Terrain and city modeling from aerial images

Aerial images can be acquired relative quickly and with ground resolutions of down to a few cm per pixel. Usually, cameras are pre-calibrated and the position and orientation at each imaging position is measured during the flight by differential GPS and IMU sensors.

For several applications, it is useful or required to reconstruct the scene and integrate all individual images into one consistent, large image.

Method

All images are typically bundle adjusted such that the geometry of all cameras is known with high precision (i.e. less than one pixel error). Aerial cameras include full frame cameras as well as pushbroom cameras. While the former can be modeled using a pinhole model, the latter need a more complex model (Hirschmueller et al., 2005). The most critical step requires matching of all pixels with corresponding pixels of neighboring images using the Semi-Global Matching stereo algorithm.

The geometrical and correspondence information is used for reconstructing all points and mapping them into an equidistant grid. For aerial images, it is typically sufficient to store one height (i.e. the highest) in each grid cell, which results in a 2.5D model. Thus, the individual perspective projections are transformed and fused into an orthographic projection using a 2.5D model (Hirschmueller, 2008).

A true orthographic (single) image is created from all individual images by projecting the height of each grid cell back into all images and searching the image that best "sees" this point. Some geometrical and radiometrical based heuristics are used for finding unoccluded projections and for combining their values. Similarly, tilted (i.e. side) textures for houses, etc. can be generated by using tilted ortho projections (Hirschmueller, 2008).

For visualization, it is often necessary to transform the textured 2.5D model, which is represented as an equidistant grid of height and color values, into a textured mesh, that can be rendered fast on modern graphics hardware. The automatic process performs six steps:  tilling with overlap, mesh generation, mesh simplifying, mesh cutting, mesh merging and texture mapping. The result is saved as a group of simplified meshes with corresponding textures in VRML 2.0 format (Liu et al., 2007).

Results

Publications

Heiko Hirschmüller (2008), Stereo Processing by Semi-Global Matching and Mutual Information, in IEEE Transactions on Pattern Analysis and Machine Intelligence, Volume 30(2), February 2008, pp. 328-341.

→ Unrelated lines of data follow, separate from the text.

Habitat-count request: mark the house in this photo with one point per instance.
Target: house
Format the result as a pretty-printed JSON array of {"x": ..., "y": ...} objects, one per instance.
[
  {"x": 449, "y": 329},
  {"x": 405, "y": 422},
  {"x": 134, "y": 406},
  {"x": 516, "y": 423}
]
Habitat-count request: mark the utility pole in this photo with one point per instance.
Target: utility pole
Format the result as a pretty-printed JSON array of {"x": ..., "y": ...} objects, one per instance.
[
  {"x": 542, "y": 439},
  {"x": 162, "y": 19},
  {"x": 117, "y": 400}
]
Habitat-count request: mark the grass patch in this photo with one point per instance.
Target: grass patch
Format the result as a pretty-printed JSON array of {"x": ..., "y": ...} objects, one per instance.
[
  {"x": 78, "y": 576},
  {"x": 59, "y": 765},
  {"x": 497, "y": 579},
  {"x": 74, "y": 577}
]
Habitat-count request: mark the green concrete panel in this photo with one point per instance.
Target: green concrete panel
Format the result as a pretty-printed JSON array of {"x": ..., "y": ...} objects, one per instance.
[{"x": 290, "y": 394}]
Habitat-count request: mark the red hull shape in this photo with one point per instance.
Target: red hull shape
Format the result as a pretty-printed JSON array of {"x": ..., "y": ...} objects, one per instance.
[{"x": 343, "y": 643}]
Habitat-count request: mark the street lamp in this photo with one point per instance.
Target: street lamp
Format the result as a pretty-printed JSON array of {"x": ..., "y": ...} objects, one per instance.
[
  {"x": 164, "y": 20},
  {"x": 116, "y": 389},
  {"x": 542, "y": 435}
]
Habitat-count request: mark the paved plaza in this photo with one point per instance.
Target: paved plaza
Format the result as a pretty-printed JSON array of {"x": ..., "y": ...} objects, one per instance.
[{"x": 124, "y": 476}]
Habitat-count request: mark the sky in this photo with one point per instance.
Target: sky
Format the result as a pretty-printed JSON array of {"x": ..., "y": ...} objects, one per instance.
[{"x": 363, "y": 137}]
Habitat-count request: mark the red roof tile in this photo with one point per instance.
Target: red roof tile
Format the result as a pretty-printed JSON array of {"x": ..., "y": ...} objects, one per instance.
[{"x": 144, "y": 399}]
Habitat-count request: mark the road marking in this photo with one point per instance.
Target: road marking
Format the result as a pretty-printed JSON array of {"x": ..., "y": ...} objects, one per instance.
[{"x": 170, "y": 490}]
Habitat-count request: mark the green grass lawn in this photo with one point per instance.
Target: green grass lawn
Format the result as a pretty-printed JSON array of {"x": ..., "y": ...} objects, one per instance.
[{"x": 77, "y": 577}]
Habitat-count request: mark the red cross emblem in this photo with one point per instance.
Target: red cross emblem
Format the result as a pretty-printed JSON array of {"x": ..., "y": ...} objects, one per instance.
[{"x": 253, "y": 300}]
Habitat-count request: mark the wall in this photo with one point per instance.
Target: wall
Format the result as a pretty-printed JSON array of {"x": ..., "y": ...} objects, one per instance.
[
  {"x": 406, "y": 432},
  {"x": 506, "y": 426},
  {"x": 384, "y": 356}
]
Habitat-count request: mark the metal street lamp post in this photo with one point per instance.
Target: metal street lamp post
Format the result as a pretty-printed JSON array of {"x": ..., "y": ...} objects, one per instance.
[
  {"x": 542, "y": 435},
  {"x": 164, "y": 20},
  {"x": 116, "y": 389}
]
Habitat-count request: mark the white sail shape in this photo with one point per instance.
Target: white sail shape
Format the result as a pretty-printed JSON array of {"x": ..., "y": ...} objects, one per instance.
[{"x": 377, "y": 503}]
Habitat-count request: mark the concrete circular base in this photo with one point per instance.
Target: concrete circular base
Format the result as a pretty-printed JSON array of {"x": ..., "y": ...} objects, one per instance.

R. Liu, D. Burschka, G. Hirzinger and B. Strackenbrock (2007), Real Time Fully Automatic 3D-Modeling of HRSC Landscape Data, in Proc. of Urban Remote Sensing Joint Event (6th URS/4th Urban), Paris, 2007.

Heiko Hirschmüller, Helmut Mayer, G. Neukum and the HRSC-CoI Team (2006), Stereo Processing of HRSC Mars Express Images by Semi-Global Matching, International Archives of Photogrammetry, Remote Sensing and Spatial Information Sciences, Volume XXXVI, Part 4, 27-30 September 2006, Goa, India.